No doubt the Article 25 (2) (b) (leaving aside Explanations I and II) was included to reward Dr. Ambedkar, and to woo the vote-banks held by the Late Shri Jagjiwan Ram. A little addition to the Article 15 (2) (a) could have easily served the purpose i.e. `access to shops, public restaurants, hotels, places of public entertainment, the social and welfare reforms and religious places of a public character.' (The steps to be taken in respect of the protection and uplift of down-trodden low castes have been dealt under a few other articles, any way)

All the Articles (except 25 (2) (b) along with the Explanations I and II) relating to the religions apply universally; neither any religion is given priority nor is demeaned. There is no specific mention of Sunnys, Shaiyas, Catholics or Protestants.

The addition of Explanations I and II was an intelligent, subtle and clandestine move of the Hindu-mind at the helm of the power. Particularly for the Sikhs the policy of carrot and stick emerged with this; whereas the Sikhs, with shallow thinking, were pleased with the Explanation I, they never fathomed the clever intention of making them a part of Hinduism. They were, as a matter of fact, reprimanded, "Forget your `Ham Hindu Nahin'." (Reading this Bhai Kahan Singh Nabha's soul must be in agony).

Only a few, who were intelligent enough, comprehended the writing in between the lines and refused to acquiesce to the contents of the Explanation II at the time. But, unfortunately, even those were swayed by the temporal gains at the end. The Sikhs along with Jains and Budhists are made a part of Hindu religion, and their independent ideologies are decimated.

So far as the Jains and the Budhists, particularly the Jains, are concerned they have accepted this disgraceful anomaly and have, willingly, obscured there own independent doctrines; their participation at the Hindu ritualistic milieus, such as deities worship, Havanas, Arya Samajic Activities, Goddess Pooja, etcetera is very much prevalent.

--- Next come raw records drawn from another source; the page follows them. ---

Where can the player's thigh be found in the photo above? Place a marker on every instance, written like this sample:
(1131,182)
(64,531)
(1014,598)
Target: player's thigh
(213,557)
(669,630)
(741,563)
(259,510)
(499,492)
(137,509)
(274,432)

But for the Sikhs to accept the `Explanation II' is not only detrimental, but also humiliating; it eliminates the Sikhs ever claiming an independent entity let alone a Nation-hood. It demeans all the efforts rendered and sacrifices made by Guru Gobind Singh to create a Sikh Nation.

Whatever prominence Mr. Ramowalia has achieved (according to his own acknowledgement) has come through the benevolence of the Akal Purkh and the Tenth Master. To put the creation of Tenth Master in the lap of the Hinduism is most sacrilegious. The Article 25 (2) (b) is not harmful, as he maintains and he may be right too, but only if the `Explanation II' is not there.

To earn the blessings of Tenth Master, as he aspires most of the time, at the least, he can arrange to move an amendment to delete the derogatory Explanation II.